Precisely focusing the laser beam on the tumor area is critical for realizing the boosted DOX release during the PDT process. The tumor areas could be detected by photoacoustic (PA) and magnetic resonance (MR) bimodal imaging of SOHNPCe6/DOX. SOHNPCe6/DOX with strong absorbance at 680 nm can be employed for in vivo PA imaging using a Nexus 128 PA imaging system. As shown in Figure 7A, C, intravenous injection of SOHNPCe6/DOX exhibited significantly enhanced PA signals in the tumor tissue after 12 h post-injection; the quantitative results demonstrate that SOHNPCe6/DOX exhibited a 2.87-fold higher PA signal at tumor sites 12 h post-injection. In addition, Ce6 has been demonstrated to be a chelating agent that captures Gd3+ for MR imaging 45, 46. In comparison with commercial Magnevist® (gadopentetate dimeglumine), the relaxivity (r1) of SOHNPCe6-Gd/DOX and HNPCe6-Gd/DOX was increased to 13.08 mM-1s-1 (Figure S15), which was measured by using a 3T MRI scanner. At 12 h post-systemic injection of SOHNPCe6-Gd/DOX, the significantly enhanced T1 signals were observed at the tumor sites (Figure 7B, D). Collectively, based on PA and MR bimodal imaging, the 660-nm laser could be precisely focused on the tumor areas to boost DOX release from SOHNPCe6/DOX during PDT process.

Figure 7.

Figure 7

(A) PA imaging of tumor regions imaged before and 12 h post-injection of SOHNPCe6/DOX nanoparticles. The tumor site was circled with a white line. (B) T1-weighted tumor contrast enhancement before and 12 h post-injection of SOHNPCe6/DOX nanoparticles. The tumor site was circled with a white line. Semiquantitative analysis of the PA (C) and MR signal (D) in the tumor site, as performed in (A) and (B). *p < 0.05.

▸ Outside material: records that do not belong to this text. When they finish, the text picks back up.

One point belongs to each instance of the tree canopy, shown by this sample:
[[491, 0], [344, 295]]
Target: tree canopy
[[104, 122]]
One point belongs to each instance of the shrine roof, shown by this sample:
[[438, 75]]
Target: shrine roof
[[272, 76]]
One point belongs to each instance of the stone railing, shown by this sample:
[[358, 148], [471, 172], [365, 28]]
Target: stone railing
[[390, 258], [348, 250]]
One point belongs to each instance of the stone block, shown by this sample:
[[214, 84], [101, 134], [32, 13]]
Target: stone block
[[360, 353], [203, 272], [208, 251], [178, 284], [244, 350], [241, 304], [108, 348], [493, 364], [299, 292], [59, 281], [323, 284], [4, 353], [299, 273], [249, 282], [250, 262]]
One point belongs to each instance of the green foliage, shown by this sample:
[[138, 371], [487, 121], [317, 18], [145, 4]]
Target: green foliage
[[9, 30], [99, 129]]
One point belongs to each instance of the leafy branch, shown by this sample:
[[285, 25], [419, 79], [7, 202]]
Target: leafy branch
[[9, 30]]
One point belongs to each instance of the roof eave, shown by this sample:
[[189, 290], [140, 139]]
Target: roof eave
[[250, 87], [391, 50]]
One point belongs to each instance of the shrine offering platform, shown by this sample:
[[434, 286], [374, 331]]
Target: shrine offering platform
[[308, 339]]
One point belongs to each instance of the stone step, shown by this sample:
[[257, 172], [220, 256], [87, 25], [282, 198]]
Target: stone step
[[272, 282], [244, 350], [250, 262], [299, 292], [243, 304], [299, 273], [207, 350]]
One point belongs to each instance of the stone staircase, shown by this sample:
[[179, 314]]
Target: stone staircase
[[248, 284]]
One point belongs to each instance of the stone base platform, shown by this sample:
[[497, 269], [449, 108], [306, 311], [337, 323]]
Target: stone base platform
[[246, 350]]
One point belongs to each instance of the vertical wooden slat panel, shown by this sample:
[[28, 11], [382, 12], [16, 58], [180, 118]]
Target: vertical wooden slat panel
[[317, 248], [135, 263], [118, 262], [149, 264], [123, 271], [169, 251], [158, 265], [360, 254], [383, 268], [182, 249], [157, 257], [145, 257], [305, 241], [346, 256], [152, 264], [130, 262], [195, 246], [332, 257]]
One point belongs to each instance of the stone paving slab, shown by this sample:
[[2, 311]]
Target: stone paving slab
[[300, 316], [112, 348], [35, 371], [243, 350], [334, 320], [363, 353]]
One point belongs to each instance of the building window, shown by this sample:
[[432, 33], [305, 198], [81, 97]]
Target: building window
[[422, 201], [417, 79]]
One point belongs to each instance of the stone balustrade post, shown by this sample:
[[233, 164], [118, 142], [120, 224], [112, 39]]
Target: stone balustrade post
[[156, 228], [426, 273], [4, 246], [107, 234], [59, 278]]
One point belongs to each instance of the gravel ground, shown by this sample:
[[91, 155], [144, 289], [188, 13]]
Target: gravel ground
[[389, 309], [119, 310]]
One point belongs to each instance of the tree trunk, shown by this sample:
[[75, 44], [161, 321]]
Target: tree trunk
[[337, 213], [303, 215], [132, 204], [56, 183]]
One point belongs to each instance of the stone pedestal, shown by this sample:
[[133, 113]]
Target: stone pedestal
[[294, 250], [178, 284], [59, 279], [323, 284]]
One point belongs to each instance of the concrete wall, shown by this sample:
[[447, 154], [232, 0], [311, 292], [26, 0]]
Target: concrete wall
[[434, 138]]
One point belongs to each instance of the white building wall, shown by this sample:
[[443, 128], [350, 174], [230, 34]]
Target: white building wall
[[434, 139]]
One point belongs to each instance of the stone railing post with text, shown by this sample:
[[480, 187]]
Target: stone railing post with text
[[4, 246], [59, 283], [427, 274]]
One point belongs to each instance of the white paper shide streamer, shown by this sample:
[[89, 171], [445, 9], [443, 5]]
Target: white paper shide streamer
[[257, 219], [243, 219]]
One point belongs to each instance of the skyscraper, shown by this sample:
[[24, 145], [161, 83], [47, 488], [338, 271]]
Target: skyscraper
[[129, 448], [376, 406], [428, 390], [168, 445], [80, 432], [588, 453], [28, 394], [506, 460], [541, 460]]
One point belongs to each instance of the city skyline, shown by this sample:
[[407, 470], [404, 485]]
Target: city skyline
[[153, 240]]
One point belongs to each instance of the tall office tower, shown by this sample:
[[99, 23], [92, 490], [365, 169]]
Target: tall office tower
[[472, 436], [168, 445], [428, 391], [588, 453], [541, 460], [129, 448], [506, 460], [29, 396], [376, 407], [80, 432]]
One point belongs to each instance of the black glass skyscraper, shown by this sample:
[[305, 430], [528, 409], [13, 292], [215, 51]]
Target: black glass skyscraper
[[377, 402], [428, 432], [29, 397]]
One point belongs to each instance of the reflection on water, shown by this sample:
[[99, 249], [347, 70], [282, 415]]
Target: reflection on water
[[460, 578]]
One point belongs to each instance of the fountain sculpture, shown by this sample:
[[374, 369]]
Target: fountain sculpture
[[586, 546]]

Under the guidance of PA and MR bimodal imaging, the in vivo anticancer efficacy of SOHNPCe6/DOX under 660-nm laser irradiation was subsequently evaluated in MCF-7/ADR tumor-bearing mice. A total of 35 tumor-bearing mice were randomly divided into seven groups (n = 5). Various samples were administered via the tail vein at a DOX concentration of 2.5 mg/kg or a Ce6 concentration of 2.0 mg/kg. Under the guidance of the PA and MR bimodal imaging, the tumor tissue was precisely irradiated with 660-nm laser light 12 h post-injection. The tumor sizes were monitored over the following 16 days (Figure 8A). Treatment with free DOX did not show tumor growth inhibition compared with PBS treatment due to the DOX resistance of MCF-7/ADR tumor xenografts. Administration of HNPCe6/DOX without laser irradiation slightly induced tumor growth inhibition, and treatment with HNPCe6/DOX with 660-nm laser irradiation (HNPCe6/DOX +L) led to slight inhibition of tumor growth because of the PDT effect. In contrast, treatment with SOHNPCe6/DOX plus laser irradiation (SOHNPCe6/DOX+L) resulted in the highest inhibition efficacy toward tumor growth (p < 0.05), while the SOHNPCe6 plus laser irradiation (SOHNPCe6+L, PDT effect) and SOHNPCe6/DOX without laser irradiation (chemotherapy) groups only mildly inhibited tumor growth, indicating that the boosted DOX release during the PDT process could significantly induce cascade-amplifying synergistic effects of chemo-photodynamic therapy. The boosted DOX released from SOHNPCe6/DOX was capable of arousing a cascade of chemotherapy to synergistically destroy the remaining tumor cells after previous PDT, thus realizing the synergistic therapeutic effects of chemo-photodynamic therapy with great antitumor efficacy.

Figure 8.

Figure 8

(A) Tumor growth inhibition in MCF-7/ADR tumor xenograft-bearing nude mice after different treatments (n = 5). The injections were performed on days 0, 7 and 14 with an equivalent DOX dose of 2.5 mg/kg or a Ce6 dose of 2.0 mg/kg (mean±SD, n = 5). *p < 0.05. (B) The weight of the MCF-7/ADR xenograft tumor mass excised after the treatment. (C) Body weight monitoring of the mice that received treatment with various samples. (D) Enzyme-linked immunosorbent examination of mouse alanine aminotransferase (ALT, U/L), aspartate transaminase (AST, U/L) and blood urea nitrogen (BUN, 10 μmol/L) in the serum after receiving different treatments. *p < 0.05, vs. DOX.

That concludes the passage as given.